If you want a warmer feel to the home, add a few area rugs. These will also trap allergens, but are much easier to clean than wall to wall carpet. Use a vacuum with a hepa-filter system, and take them out for a good ‘beating’ outside to get rid of what the vacuum can’t pick up.
This tip is especially important in bedrooms, where we breathe deeply in slumber for hours at a time.
5. Use Natural Products
Switching to all natural products has never been easier. Due to the number of people wanting to go organic, the number of natural products available is also on the rise. Just take a look at your local grocery store next time you go shopping.
The following are easy items to find when going natural:
- Cleaning products – you can even make your own cleaning products such as using vinegar for cleaning windows, mirrors, and other hard surfaces
- Skin care – taking care of your skin naturally can be easy with the many products available, or by opening your pantry
- Linens – organic linens are a great way to avoid exposure to unnecessary chemicals
- Food – the grocery store is loaded with organic foods that are grown and made without pesticides
It might take a little experimenting with some of these products to know which ones will work for your family, but it’s a great start in the transition of going green.

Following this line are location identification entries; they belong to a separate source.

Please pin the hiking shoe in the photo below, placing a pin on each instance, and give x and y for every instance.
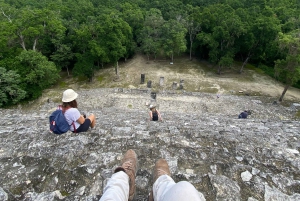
(161, 168)
(129, 163)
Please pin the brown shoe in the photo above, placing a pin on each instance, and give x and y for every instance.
(129, 163)
(161, 167)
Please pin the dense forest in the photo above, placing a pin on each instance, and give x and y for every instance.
(40, 38)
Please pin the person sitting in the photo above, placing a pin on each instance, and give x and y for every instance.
(78, 123)
(154, 114)
(244, 114)
(121, 185)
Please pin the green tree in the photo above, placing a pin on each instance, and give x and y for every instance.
(37, 73)
(149, 37)
(261, 32)
(84, 66)
(289, 68)
(173, 38)
(222, 26)
(193, 25)
(10, 90)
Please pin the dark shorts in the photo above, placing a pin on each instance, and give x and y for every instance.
(84, 127)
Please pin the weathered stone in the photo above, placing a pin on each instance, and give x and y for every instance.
(200, 137)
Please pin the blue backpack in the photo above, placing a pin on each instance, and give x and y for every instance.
(58, 122)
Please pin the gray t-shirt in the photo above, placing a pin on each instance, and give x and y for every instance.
(72, 115)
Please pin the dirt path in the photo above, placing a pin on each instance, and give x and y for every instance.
(195, 78)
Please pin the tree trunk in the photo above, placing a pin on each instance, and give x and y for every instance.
(34, 44)
(191, 48)
(284, 91)
(22, 42)
(244, 64)
(68, 71)
(117, 69)
(219, 69)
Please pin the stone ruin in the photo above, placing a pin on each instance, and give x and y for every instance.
(204, 143)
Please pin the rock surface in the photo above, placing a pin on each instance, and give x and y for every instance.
(204, 143)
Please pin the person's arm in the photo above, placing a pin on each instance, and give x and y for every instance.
(150, 114)
(81, 119)
(159, 116)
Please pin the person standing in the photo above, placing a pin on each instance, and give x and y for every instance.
(154, 114)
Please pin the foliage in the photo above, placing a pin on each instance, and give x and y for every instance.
(82, 35)
(289, 68)
(37, 73)
(10, 91)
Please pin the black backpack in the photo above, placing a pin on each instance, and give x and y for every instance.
(58, 122)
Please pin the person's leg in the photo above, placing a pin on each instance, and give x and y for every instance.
(121, 186)
(84, 127)
(161, 168)
(165, 189)
(117, 188)
(93, 120)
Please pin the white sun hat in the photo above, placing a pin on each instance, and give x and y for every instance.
(151, 106)
(69, 95)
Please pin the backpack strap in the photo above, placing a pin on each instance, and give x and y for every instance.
(59, 107)
(74, 127)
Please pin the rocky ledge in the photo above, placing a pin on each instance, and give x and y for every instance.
(225, 158)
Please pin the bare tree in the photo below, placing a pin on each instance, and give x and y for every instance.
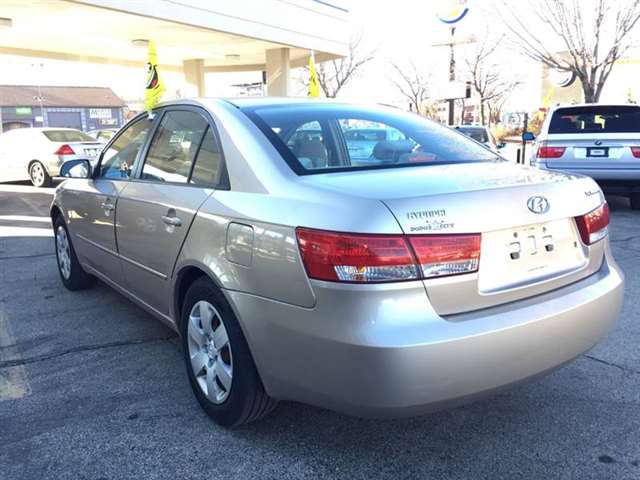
(413, 85)
(333, 75)
(491, 85)
(594, 38)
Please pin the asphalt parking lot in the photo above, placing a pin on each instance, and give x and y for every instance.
(92, 387)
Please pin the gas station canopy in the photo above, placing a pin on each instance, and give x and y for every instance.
(194, 36)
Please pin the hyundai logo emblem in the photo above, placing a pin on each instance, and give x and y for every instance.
(538, 204)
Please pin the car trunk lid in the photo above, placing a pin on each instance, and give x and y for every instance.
(515, 209)
(593, 150)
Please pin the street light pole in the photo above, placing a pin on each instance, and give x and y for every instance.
(452, 74)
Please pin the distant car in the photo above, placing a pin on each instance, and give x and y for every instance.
(103, 135)
(481, 134)
(435, 273)
(36, 154)
(600, 141)
(362, 141)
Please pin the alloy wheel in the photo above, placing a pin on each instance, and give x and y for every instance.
(210, 352)
(64, 252)
(37, 174)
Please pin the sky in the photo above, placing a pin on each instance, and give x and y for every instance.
(400, 31)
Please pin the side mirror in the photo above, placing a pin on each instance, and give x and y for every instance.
(528, 137)
(80, 168)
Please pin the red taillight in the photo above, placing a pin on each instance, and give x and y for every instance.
(348, 257)
(65, 150)
(440, 255)
(545, 151)
(345, 257)
(594, 225)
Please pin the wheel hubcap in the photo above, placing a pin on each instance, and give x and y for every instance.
(210, 352)
(63, 251)
(37, 174)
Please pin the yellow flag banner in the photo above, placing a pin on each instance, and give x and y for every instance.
(155, 87)
(314, 84)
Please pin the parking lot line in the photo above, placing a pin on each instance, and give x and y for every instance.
(24, 218)
(13, 380)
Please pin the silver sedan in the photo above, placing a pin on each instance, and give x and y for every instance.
(424, 274)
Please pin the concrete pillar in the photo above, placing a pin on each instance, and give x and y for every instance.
(194, 75)
(278, 82)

6. No More Vinyl Shower Curtains
If you can’t afford to put in a glass shower door, then look for a curtain that is made with cloth without a plastic or vinyl lining. These linings are notorious for trapping mildew and mold and wreak havoc on our home environment.
I recommend washing it frequently to prevent mildew and mold buildup.
7. Exhaust Fans
Speaking of mold and mildew in the bathroom, make sure your bathroom is properly vented with a decent exhaust fan. This will help eliminate growth of harmful mold and bacteria…as long as you use it, that is.
Also, use your kitchen exhaust fan when cooking to remove smoke and cooking elements that you might not even realize are floating in the air.
8. Filters Need to Be Cleaned
Try using a reusable filter for your furnace. Instead of replacing them all the time, go green by using one that you clean rather than throw out. Just make sure to clean it as often as you are supposed to replace the traditional filter.
No matter how thoroughly you clean your home, filters will still collect allergens.
I have just shared some tips that will help you in your transition into a greener and healthier home for your family, some incredibly simple. But, it’s now up to you to see how these will work in your own home.
Editor’s Note: This post has been updated for freshness and consistency.